A key differentiator of direct water cooling which Lenovo promotes with its SD650 is that operators can save as much as 40% in the data center due to the reduced need for air conditioning.

Additionally, 85-90% of heat is removed from the servers by water cooling and can be repurposed throughout the data center.

2. Density - design

A dense, flexible solution with low TCO, the design of the ThinkSystem SD650 is beneficial for data centers that need high performance but are limited by floor space.

By taking up less physical space in the data center, the SD650 enhances density and supports the Intel Xeon Scalable Family of processors up to 28 cores and 205 W TDP.

One n1200 DWC Enclosure houses up to 24 processors with 9.2TB of memory, and accommodates up to 12 SD650 compute nodes each with two Intel Xeon Scalable Family processors, 12 TruDDR4 DIMMs, and one PCIe slot, up to two drive bays, all within 6U of rack space.

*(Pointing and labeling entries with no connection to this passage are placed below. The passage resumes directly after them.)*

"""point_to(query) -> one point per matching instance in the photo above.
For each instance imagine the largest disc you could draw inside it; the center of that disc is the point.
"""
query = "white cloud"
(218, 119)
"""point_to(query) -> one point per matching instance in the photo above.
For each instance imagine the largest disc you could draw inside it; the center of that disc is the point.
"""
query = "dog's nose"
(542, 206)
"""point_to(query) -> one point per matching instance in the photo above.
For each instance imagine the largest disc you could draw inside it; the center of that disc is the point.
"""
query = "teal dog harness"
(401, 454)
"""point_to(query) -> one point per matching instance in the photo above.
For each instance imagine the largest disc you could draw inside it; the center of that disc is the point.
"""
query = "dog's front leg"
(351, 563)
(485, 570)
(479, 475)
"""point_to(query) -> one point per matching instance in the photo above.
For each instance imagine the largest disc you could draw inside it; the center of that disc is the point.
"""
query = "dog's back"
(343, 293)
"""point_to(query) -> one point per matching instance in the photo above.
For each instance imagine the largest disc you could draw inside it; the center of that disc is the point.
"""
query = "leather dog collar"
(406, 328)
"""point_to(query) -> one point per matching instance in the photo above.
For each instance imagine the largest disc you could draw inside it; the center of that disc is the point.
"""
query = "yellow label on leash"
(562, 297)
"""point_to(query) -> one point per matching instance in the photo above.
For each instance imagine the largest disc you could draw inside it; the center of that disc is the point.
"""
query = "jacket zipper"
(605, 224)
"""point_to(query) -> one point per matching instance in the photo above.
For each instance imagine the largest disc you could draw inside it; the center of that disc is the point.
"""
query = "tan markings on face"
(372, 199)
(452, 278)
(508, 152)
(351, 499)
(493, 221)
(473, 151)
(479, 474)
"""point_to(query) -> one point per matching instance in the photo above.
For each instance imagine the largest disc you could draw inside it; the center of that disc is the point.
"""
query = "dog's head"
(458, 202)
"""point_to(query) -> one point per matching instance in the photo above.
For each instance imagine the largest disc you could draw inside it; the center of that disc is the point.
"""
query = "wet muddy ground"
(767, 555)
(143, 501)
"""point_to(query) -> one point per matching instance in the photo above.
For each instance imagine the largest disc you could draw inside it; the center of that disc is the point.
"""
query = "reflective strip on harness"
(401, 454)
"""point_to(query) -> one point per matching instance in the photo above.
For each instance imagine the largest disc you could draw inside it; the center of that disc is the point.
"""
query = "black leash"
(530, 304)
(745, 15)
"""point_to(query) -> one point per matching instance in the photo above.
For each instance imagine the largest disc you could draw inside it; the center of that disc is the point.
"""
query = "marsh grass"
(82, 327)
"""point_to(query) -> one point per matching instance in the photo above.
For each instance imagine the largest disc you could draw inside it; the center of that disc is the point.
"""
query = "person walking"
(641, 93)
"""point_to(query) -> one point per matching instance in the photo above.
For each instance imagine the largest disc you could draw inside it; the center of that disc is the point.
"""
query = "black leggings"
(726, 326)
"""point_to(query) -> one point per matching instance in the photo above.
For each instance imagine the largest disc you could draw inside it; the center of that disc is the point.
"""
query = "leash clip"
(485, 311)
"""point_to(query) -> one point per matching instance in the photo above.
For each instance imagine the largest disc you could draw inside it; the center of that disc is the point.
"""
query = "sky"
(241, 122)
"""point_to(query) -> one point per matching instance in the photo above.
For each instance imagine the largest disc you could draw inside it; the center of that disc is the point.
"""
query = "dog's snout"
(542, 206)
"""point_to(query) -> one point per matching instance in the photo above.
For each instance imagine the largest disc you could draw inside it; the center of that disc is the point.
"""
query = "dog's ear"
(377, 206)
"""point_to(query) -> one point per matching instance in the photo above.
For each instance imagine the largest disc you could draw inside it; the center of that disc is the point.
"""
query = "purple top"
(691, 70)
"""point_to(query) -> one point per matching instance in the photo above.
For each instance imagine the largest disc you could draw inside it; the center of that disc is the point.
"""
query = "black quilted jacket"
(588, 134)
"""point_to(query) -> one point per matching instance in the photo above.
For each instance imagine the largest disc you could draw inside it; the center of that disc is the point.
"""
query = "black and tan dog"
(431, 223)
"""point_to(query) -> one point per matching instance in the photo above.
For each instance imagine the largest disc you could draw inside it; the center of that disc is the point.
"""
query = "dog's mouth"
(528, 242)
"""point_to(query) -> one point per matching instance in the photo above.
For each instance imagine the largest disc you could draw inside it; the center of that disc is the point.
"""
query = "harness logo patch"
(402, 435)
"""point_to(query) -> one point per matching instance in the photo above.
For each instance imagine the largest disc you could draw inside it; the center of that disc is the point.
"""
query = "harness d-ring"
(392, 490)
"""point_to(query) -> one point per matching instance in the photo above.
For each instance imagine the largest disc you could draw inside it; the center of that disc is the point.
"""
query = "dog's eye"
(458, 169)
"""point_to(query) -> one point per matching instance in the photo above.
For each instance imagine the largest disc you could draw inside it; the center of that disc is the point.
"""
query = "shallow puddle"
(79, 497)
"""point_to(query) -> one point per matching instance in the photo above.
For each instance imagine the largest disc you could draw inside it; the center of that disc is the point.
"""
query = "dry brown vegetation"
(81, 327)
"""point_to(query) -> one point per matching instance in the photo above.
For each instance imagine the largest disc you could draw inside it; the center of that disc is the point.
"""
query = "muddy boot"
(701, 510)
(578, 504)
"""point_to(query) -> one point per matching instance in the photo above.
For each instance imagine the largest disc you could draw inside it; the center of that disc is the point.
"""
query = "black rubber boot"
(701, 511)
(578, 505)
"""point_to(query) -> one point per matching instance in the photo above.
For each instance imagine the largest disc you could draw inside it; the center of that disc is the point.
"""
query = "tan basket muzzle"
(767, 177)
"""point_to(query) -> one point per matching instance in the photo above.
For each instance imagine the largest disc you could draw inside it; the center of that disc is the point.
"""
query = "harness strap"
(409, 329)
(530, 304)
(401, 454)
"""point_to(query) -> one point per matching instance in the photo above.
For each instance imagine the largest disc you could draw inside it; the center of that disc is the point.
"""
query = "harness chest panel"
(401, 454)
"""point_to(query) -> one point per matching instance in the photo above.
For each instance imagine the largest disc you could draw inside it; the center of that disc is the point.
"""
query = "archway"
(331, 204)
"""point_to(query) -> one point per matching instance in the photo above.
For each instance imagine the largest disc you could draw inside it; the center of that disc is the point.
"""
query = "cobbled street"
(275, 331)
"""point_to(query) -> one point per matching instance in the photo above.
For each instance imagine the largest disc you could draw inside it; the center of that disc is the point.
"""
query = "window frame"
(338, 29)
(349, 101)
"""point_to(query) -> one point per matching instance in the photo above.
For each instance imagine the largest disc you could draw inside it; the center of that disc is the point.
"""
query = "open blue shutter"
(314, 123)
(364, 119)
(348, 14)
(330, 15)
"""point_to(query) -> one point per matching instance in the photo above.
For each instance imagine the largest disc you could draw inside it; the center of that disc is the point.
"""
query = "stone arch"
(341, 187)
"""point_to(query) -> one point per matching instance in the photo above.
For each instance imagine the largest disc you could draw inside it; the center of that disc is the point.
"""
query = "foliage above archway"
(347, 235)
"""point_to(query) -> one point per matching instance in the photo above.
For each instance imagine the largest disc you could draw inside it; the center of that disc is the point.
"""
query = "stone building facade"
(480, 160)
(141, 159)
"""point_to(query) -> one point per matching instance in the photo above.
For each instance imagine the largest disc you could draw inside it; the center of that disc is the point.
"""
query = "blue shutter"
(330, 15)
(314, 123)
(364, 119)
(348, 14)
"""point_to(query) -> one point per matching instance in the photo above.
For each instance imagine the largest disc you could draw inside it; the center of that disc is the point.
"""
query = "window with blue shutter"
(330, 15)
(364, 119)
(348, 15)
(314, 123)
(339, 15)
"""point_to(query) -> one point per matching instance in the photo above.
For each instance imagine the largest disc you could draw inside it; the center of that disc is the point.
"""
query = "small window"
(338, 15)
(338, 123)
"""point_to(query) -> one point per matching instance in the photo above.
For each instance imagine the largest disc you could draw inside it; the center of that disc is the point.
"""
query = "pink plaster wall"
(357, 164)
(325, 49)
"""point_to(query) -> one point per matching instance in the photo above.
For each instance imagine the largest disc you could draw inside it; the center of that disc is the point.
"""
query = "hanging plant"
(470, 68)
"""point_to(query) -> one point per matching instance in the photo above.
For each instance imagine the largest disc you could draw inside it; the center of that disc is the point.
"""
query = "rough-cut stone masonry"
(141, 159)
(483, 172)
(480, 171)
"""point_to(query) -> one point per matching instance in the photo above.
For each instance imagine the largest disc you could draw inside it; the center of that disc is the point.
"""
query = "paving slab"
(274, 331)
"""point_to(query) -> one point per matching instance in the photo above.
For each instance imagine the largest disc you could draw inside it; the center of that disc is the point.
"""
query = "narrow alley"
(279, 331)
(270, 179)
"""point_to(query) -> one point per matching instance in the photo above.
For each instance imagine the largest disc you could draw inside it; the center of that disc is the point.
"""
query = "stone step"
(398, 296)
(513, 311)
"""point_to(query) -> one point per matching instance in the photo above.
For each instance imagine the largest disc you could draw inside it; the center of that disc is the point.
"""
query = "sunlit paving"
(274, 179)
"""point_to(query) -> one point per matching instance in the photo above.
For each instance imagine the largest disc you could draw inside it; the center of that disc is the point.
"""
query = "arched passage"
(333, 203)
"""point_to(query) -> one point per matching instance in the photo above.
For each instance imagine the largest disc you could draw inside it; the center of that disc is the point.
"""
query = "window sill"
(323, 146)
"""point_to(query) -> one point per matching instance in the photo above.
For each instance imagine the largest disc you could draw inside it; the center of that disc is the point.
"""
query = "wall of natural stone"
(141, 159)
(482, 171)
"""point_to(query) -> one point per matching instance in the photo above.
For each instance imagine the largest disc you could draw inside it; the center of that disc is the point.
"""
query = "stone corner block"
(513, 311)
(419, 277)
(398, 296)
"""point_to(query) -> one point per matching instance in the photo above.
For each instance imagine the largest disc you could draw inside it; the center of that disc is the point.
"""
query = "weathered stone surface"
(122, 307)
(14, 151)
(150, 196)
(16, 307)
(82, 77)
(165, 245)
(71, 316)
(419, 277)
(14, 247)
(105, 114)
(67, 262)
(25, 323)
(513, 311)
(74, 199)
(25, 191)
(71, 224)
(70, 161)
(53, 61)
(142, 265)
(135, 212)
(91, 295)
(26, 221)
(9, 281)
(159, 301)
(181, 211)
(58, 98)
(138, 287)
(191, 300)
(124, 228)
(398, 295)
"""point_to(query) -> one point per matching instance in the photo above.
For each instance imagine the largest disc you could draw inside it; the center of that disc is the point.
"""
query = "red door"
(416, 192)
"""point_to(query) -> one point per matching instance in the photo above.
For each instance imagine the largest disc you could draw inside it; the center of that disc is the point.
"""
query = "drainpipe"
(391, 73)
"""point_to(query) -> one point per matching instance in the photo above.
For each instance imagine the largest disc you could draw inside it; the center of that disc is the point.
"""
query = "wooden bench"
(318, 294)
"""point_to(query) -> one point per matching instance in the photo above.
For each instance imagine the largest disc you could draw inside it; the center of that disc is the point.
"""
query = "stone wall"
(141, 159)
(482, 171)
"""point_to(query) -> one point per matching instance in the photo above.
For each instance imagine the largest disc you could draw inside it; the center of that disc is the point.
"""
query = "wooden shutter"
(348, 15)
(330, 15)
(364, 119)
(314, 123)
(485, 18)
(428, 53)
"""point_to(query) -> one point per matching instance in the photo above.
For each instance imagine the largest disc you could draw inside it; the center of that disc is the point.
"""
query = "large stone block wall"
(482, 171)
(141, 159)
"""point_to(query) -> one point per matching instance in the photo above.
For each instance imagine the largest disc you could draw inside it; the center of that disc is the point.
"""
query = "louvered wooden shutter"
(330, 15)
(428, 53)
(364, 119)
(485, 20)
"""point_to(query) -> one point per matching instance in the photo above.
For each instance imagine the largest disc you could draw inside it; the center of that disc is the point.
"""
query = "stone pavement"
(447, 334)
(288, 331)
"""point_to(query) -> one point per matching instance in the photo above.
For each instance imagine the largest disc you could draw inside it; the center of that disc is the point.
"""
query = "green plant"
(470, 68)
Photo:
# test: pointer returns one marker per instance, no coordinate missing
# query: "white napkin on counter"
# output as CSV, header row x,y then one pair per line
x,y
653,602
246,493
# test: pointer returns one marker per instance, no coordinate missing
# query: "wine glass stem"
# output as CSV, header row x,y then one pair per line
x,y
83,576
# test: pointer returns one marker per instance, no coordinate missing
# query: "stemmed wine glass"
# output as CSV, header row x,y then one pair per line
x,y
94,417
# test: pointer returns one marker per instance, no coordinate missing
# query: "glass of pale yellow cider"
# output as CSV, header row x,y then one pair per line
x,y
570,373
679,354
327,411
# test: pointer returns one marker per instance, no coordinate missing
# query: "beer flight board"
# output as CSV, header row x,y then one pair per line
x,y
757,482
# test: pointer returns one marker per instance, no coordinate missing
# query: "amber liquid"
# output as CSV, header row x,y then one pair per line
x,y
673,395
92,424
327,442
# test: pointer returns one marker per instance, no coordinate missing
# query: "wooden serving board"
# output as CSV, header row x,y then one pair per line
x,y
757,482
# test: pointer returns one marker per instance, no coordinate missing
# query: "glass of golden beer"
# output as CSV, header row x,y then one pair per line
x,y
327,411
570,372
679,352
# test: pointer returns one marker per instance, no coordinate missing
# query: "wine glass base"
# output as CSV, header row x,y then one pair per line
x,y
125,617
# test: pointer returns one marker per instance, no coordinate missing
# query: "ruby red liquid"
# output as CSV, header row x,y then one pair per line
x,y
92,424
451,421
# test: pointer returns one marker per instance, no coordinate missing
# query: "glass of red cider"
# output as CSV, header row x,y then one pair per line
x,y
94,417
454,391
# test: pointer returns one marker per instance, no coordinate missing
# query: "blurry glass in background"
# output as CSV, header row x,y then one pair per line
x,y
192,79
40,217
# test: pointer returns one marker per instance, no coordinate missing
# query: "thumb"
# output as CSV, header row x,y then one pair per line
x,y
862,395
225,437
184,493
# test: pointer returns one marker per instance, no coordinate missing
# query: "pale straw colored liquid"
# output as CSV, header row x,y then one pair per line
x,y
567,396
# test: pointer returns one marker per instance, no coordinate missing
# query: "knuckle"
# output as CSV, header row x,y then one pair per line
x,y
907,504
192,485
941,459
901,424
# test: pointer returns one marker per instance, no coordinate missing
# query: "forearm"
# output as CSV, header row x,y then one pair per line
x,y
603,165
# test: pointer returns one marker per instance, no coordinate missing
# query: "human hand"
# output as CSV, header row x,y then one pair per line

And each SD650 offers up to 12 more cores per U than the previous generation.

Density and cost-optimization was a core focus for Lenovo when designing the SD650 which only contains only essential components in the base architecture.

3. Performance

As water cooling removes more heat, the CPUs can run in turbo mode, providing up to 10% great performance, the vendor explained.

To ramp up performance even more, Lenovo's SD650 uses 2667MHz DDR4 memory and supports NVMe storage, high-speed EDR InfiniBand, and OmniPath adapters.

4. Quiet

Standing right next to the rack when all servers are in operation and running at maximum performance, the server noise is very minimal, a key advantage of water-cooled system.

For example, if it were an air-cooled rack, you could not have a conversation next to it without having to shout.